The Doctor Goes Outside His Field or Specialty
As long as a doctor stays in the specialty or field of medicine for which he is trained and qualified, he enjoys what is known as the Presumption of Competence. In o
ther words, the law assumes that he knows his business and has done the right thing. He does not have to prove that what he did was good and accepted practice. In order to attack him, you have to show he did something wrong. He can even act as his own expert witness, though it is unlikely he will, and testify to standards of medical practice in the community where he practices and for his particular specialty.
But, when a doctor treats a patient for an ailment or does surgery which is clearly outside his field of expertise, or goes beyond what he is trained to do, it is another matter. Then, that doctor no longer enjoys a presumption of competence and has what the law calls the Burden of Proof. He must prove that he knew what he was doing and did it right.
The Doctor’s Credentials are Dubious
The American Board of Medical Specialties (ABMS) is composed of 24 Boards in various medical specialties and subspecialties, which certify doctors as qualified specialists after rigorous training and examinations, and which are universally recognized as bona fide qualifications to practice a medical specialty. For example, if a doctor applies to a hospital for privileges to do eye surgery, the first thing he is asked is whether he is certified by the American Board of Ophthalmology (eye diseases). If he is not, the hospital will not let him do eye surgery. Strange though it may seem, a state medical license is not so important. A doctor needs a license from the state to practice medicine, but he must also be certified by an official, specialty board if he wants to practice a specialty or obtain hospital privileges. An unlicensed, out-of-state doctor can be called in on a difficult case, technically as the assistant of a licensed doctor, provided he is a qualified specialist.

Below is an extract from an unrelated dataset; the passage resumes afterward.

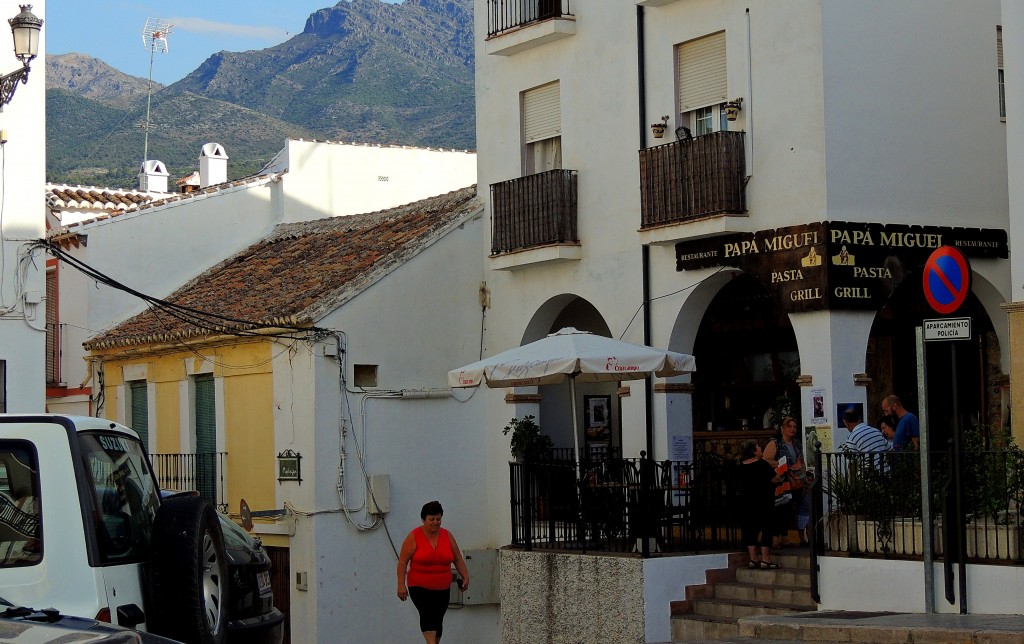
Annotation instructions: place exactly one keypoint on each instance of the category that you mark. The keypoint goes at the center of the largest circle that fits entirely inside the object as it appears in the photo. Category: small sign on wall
(290, 466)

However, there are more than 70 “self designated” Boards that are not officially recognized, ranging from bona fide, professional organizations to one-man societies that sell diplomas for a few dollars. One thing they all have in common is that they make it easy for your attorney to attack the doctor’s qualifications and credibility in front of the jury.

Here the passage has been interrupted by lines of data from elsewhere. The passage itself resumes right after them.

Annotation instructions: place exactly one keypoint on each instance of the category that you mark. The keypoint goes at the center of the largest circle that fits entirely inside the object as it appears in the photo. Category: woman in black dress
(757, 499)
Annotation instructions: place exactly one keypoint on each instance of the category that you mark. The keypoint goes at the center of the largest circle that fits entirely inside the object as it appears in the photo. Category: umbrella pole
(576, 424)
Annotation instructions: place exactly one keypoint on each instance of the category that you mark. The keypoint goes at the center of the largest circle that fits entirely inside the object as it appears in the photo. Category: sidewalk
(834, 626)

There are also cultists practicing medicine, and these run the gamut from faith healers to diet doctors and holistic practitioners. Sometimes they are sitting ducks; other times they are very difficult to attack. The fact that they are not medical doctors does not always work to your advantage if one of them does something wrong. Because they are not doctors, they cannot be held to the same standards as a physician, which is another way of saying they are not responsible for their mistakes. However, they are vulnerable if they persuade someone with a treatable disease from consulting a doctor until it is too late. For example, a faith healer in Texas treated someone with diabetes, telling her she did not need any other medical treatment. Eventually, gangrene developed, and the lady lost her leg. The faith healer was held liable, because the patient acted in reliance on his assurances and did not consult a doctor until it was too late to save her leg. The First Amendment (religious freedom) did not protect him, because he had gone outside the field of spiritual counseling and was treating a physical illness.

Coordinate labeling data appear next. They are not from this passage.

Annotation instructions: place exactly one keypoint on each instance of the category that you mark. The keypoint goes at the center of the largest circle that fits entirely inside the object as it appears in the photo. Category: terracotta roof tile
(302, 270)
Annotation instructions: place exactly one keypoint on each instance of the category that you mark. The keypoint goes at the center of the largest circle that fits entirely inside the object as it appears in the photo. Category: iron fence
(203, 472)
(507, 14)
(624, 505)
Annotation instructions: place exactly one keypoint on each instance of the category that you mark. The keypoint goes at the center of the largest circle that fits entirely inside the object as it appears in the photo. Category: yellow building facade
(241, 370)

In a New Jersey case, a podiatrist (foot doctor) was doing an operation in a hospital when the patient went into cardiac arrest and died. When the family sued, the hospital lawyers argued that it should be excused, because it had no control over what the podiatrist was doing. But, the Court said that a podiatrist could not be held responsible for the patient’s heart condition. Since the anesthetist was the only medical doctor in the room, and was a hospital employee, the hospital had to take full responsibility for the death.